Mauro Moretti (born 29 October 1953) is an Italian executive, former CEO and general manager of Leonardo S.p.A. (formerly Finmeccanica) from May 2014 to May 2017 and convicted felon.

He is also president of the AeroSpace and Defence Industries Association of Europe since March 2015, chairman of the Italy-Japan Business Group since September 2015, honorary chairman of the Italian Industries Federation for Aerospace, Defence and Security since July 2014, and president of the Italian FS Italian Foundation since 2013.

He has been CEO of Ferrovie dello Stato Italiane and chairman of the Community of European Railway and Infrastructure Companies.
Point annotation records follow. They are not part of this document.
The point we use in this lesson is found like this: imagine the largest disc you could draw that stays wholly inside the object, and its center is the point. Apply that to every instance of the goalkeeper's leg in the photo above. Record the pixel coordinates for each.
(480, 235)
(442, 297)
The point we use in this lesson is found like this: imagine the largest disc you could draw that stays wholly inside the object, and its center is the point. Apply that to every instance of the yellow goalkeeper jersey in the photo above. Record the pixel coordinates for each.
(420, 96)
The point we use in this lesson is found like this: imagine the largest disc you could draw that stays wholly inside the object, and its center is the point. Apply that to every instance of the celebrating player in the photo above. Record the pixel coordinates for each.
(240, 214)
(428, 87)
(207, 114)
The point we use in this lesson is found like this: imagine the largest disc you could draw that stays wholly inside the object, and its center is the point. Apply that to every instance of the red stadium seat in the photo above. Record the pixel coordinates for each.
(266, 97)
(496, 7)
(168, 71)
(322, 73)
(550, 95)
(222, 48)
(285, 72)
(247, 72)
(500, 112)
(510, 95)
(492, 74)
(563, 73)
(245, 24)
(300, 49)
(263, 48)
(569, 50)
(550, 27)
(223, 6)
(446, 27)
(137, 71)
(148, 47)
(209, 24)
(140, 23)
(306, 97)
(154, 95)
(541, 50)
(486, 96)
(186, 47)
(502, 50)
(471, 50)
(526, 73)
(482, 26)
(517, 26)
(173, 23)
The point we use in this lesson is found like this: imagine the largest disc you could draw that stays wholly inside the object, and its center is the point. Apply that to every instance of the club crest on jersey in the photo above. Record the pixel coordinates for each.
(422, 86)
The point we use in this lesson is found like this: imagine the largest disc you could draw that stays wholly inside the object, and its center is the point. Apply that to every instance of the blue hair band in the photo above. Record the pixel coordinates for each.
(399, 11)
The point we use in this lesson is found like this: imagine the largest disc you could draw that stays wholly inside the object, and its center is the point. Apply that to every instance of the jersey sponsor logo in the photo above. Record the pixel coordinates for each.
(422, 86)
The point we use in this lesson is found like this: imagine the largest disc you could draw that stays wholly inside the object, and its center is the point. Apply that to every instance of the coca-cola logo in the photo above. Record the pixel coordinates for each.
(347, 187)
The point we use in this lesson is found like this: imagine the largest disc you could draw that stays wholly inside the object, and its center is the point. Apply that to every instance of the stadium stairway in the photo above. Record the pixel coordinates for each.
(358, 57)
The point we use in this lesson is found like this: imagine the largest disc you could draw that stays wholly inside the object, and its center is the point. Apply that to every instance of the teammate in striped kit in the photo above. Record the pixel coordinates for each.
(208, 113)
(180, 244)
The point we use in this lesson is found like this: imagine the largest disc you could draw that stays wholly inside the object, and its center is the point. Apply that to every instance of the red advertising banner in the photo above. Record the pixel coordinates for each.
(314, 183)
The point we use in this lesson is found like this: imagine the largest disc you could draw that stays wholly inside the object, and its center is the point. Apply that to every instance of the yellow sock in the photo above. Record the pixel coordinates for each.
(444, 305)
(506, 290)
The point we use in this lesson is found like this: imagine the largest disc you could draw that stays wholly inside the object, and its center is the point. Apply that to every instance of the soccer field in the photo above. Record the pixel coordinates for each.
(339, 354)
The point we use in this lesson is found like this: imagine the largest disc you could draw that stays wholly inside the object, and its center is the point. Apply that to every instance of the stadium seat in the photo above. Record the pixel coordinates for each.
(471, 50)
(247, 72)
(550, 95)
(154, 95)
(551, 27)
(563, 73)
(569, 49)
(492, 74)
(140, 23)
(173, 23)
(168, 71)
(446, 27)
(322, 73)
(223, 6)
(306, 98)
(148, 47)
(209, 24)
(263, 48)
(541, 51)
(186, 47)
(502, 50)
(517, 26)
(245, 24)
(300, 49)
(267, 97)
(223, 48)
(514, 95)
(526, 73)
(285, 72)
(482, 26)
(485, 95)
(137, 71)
He was Mompeo mayor in 2004 and he worked as syndicalist.

==Biography==
Mauro Moretti joined Ferrovie dello Stato a few months after graduating in Electro Technical Engineering at Bologna University.
His career continued in FS where, after passing a public examination, he reached an executive position. Since then, he has held numerous positions in various sectors and with various companies of the Group. Moretti has been Vice-Director of the Technologies and System Development Division (December 1991), Director of the Technological Development and Rolling Stock Division (March 1993), Managing Director of Metropolis, the Group company for the management, development of real estate assets (February 1994).

In December 1997 Moretti became the director of "Area Strategica di Affari" (ASA)- Business Strategies, which he managed even after it was transformed into the Infrastructure Division (July 1999). In February 2001 Moretti became a member of the board of directors of Ferrovie dello Stato. In July of the same year, Rete Ferroviaria Italiana was set up and he was appointed managing director. During his time in FS he also became a cadre of the trade union CGIL Trasporti, arriving to be its secretary from 1986 to 1991.

In September 2006 he was appointed chief executive officer of Ferrovie dello Stato Italiane Spa.

In May 2014 Finmeccanica (Leonardo S.p.A. since 1 January 2017) Board of Directors appointed Mauro Moretti as new Chief Executive Officer and General Manager of the Group.

In 2015, Moretti has launched the company's reorganisation plan for its competitiveness in global markets. The plan's objective was to transform the company into a more integrated industrial hub, structured in seven operational divisions. The company's activities have been focused on the core business of Aerospace, Defence and Security and non-strategic assets, such as the Transport sector, have been sold off. At the same time, Moretti has implemented plans for debt and cost reduction and profitability recovery. In 2016, Moretti also proposed to change the company name from Finmeccanica to Leonardo SpA, a name inspired by the Italian scientist Leonardo da Vinci.

On 30 January 2017, Moretti was convicted by an Italian court for his role in a train crash in 2009, in which a freight train carrying liquefied gas derailed and caught fire at the Italian town of Viareggio, killing 32 people. Moretti received a seven-year jail sentence, but several levels of appeal may take years to resolve the conviction during which time Moretti will be free. Despite initial support from the company in retaining Moretti in his role during this legal process he was shortly removed from the position of CEO.

In January 2021, the Supreme Court of Cassation overturned Moretti's conviction as the statute of limitations for a manslaughter conviction had expired. The case was remanded to the appeals court of Florence.

==Honours and awards==
- Knight of the Order of Merit for Labour: nominated by president of Italy Giorgio Napolitano (2010).
- Honorary degree in mechanical engineering from University of Cassino
- Moretti has been awarded in Milan by the Financial Company Awards 2008 as the best manager of the year.